Furthermore, she notes that purposefully stopping Jews from reproducing would align with the well-documented Nazi eugenics program.

"What was happening to these women in the death camps?"

"So, my question was: What was happening to these women in the death camps that was distinctive, causing it to occur immediately, and [that] couldn't be explained fully by the hypotheses of either trauma, or malnutrition, or both?" Kleinplatz said. "That was when I began to investigate whether there was some deliberate attempt to cause cessation of menstruation in these Jewish women."

Combining the testimonies with historical data, Kleinplatz came to the conclusion that synthetic steroids were being given in the daily rations to female captives in an attempt to stop their menstrual cycles and perhaps hinder their ability to have children altogether.

According to the findings, the only women who did not stop menstruating attributed it to detecting something added to the soup on some occasions and refused to eat on those occasions.

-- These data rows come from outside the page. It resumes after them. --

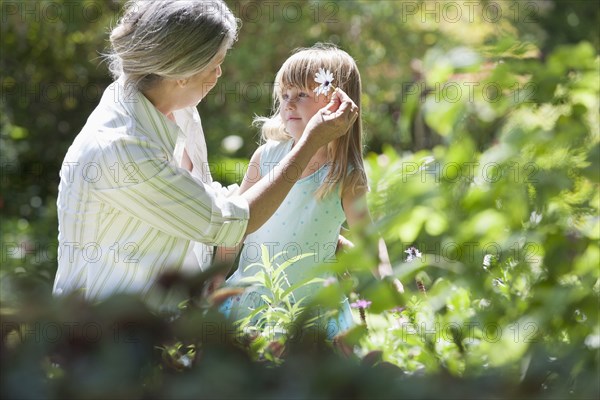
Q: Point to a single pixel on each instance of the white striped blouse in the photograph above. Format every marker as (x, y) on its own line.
(126, 211)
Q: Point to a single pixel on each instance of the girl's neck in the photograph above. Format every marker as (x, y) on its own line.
(316, 162)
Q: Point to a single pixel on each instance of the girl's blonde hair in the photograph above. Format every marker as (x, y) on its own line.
(344, 154)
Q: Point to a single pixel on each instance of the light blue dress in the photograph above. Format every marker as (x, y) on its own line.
(301, 225)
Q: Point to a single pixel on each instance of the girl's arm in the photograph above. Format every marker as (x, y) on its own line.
(355, 207)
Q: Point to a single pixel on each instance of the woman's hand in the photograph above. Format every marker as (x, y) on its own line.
(333, 120)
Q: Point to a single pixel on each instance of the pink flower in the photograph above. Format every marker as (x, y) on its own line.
(361, 304)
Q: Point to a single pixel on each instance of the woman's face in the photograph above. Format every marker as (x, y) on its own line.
(197, 86)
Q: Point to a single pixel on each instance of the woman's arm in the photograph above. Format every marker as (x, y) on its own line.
(225, 256)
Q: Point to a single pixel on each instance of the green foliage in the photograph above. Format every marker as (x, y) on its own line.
(484, 140)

"More questions than answers" 

Kleinplatz noted that the research gives women a chance to tell their previously untold stories, which is especially significant as the living memory of the Holocaust fades with each passing year.

"At this juncture, we are left with more questions than answers," she said. "It is incumbent on medical researchers, other scientists and historians to continue the search for the answers deserved by each of the women interviewed in this study."